Solution: The volume of a sphere of radius $r$ is $V=\dfrac{4}{3}\pi r^3$ and the surface area of a sphere of radius $r$ is $S=4\pi r^2$. "Evaporation" is understood as a decrease in the volume of the spherical raindrop and so we express the differential equation in the form
$$(*) \hspace{35pt} \dfrac{dV}{dt} = -\alpha S,$$
where $\alpha>0$ is an "evaporation constant" (which would depend in reality on the environment in which the drop is falling -- an experimentally determined value!). As written, this is not "a differential equation for the volume of the raindrop", because we do not know the precise formula for the surface area of the raindrop (if we did, we wouldn't have to derive an equation to find the volume!).
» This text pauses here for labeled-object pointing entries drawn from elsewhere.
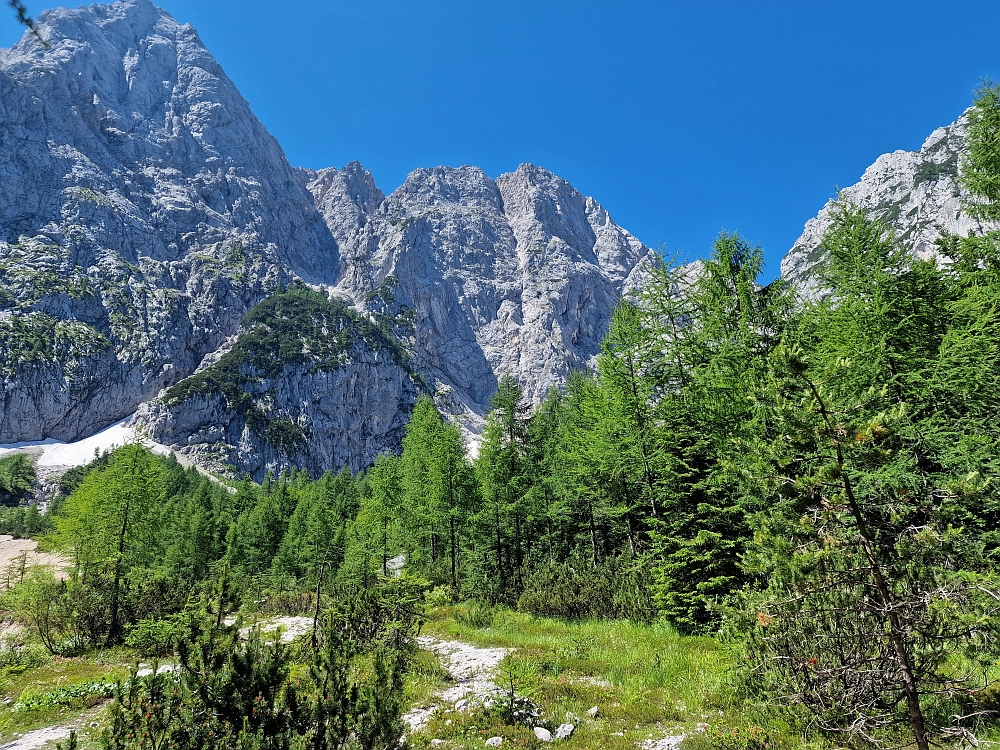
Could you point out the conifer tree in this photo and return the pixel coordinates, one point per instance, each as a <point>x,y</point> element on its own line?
<point>111,522</point>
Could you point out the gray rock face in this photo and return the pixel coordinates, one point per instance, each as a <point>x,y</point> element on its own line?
<point>341,399</point>
<point>915,192</point>
<point>517,275</point>
<point>143,211</point>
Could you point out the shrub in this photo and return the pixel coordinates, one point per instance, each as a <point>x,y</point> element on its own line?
<point>479,615</point>
<point>153,637</point>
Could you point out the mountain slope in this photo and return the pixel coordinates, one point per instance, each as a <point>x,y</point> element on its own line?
<point>145,211</point>
<point>516,275</point>
<point>915,192</point>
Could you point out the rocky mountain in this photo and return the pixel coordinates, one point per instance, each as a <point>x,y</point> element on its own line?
<point>145,213</point>
<point>517,275</point>
<point>914,192</point>
<point>144,210</point>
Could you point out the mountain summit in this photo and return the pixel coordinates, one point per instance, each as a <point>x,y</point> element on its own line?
<point>145,212</point>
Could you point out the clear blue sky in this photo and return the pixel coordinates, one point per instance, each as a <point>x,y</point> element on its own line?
<point>681,118</point>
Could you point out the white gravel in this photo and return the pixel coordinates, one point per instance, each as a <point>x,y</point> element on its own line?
<point>472,669</point>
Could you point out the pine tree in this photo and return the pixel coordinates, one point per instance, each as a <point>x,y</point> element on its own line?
<point>111,522</point>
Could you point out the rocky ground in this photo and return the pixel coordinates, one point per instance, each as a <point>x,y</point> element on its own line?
<point>472,670</point>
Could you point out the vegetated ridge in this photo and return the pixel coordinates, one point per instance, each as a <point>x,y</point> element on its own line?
<point>145,212</point>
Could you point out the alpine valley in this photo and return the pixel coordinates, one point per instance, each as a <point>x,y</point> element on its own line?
<point>159,257</point>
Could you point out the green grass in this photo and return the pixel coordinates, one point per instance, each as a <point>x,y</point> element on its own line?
<point>42,696</point>
<point>646,680</point>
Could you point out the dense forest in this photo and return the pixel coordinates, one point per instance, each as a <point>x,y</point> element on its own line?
<point>811,482</point>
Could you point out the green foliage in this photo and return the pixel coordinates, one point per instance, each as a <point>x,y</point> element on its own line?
<point>241,691</point>
<point>296,327</point>
<point>82,694</point>
<point>153,637</point>
<point>17,479</point>
<point>575,589</point>
<point>980,173</point>
<point>39,338</point>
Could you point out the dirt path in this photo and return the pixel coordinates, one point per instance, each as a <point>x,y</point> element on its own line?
<point>472,669</point>
<point>48,736</point>
<point>11,550</point>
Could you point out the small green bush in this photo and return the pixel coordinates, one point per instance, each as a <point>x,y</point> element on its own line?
<point>440,596</point>
<point>480,615</point>
<point>576,589</point>
<point>153,637</point>
<point>754,738</point>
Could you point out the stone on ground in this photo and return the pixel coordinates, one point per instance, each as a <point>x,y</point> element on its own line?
<point>565,731</point>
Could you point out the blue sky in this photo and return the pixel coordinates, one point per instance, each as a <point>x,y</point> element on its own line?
<point>681,118</point>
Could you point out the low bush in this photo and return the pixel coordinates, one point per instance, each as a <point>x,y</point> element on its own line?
<point>154,637</point>
<point>576,589</point>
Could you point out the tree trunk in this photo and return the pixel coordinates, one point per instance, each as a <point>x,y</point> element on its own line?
<point>896,636</point>
<point>115,628</point>
<point>454,561</point>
So we must rewrite the right hand side of this equation in terms of the function $V$ instead of the function $S$. To do this we take the formula $V=\dfrac{4}{3}\pi r^3$ and solve for $r$ to get $r = \left( \dfrac{3}{4\pi} V \right)^{\frac{1}{3}}$. Now since $S=4\pi r^2$ we simply substitute the formula for $S$ and the formula for $r$ into $(*)$ to see
$$\dfrac{dV}{dt}=-\alpha S = -\alpha (4 \pi) \left[ \left( \dfrac{3}{4 \pi} V \right)^{\frac{1}{3}} \right]^2=-k V^{\frac{2}{3}},$$
where $k>0$ just combines all the various constants together into one, i.e., $k=\alpha(4\pi) \left(\dfrac{3}{4\pi} \right)^{\frac{2}{3}}$. This is a "differential equation for the volume of the raindrop as a function of time".
#5,pg.24: Determine the order and determine whether or not the equation is a linear or nonlinear equation:
$$\dfrac{d^2 y}{dt^2}+\sin(t+y)=\sin(t).$$
Solution: This is a second order nonlinear equation (there is a $y$ inside of the sine function!).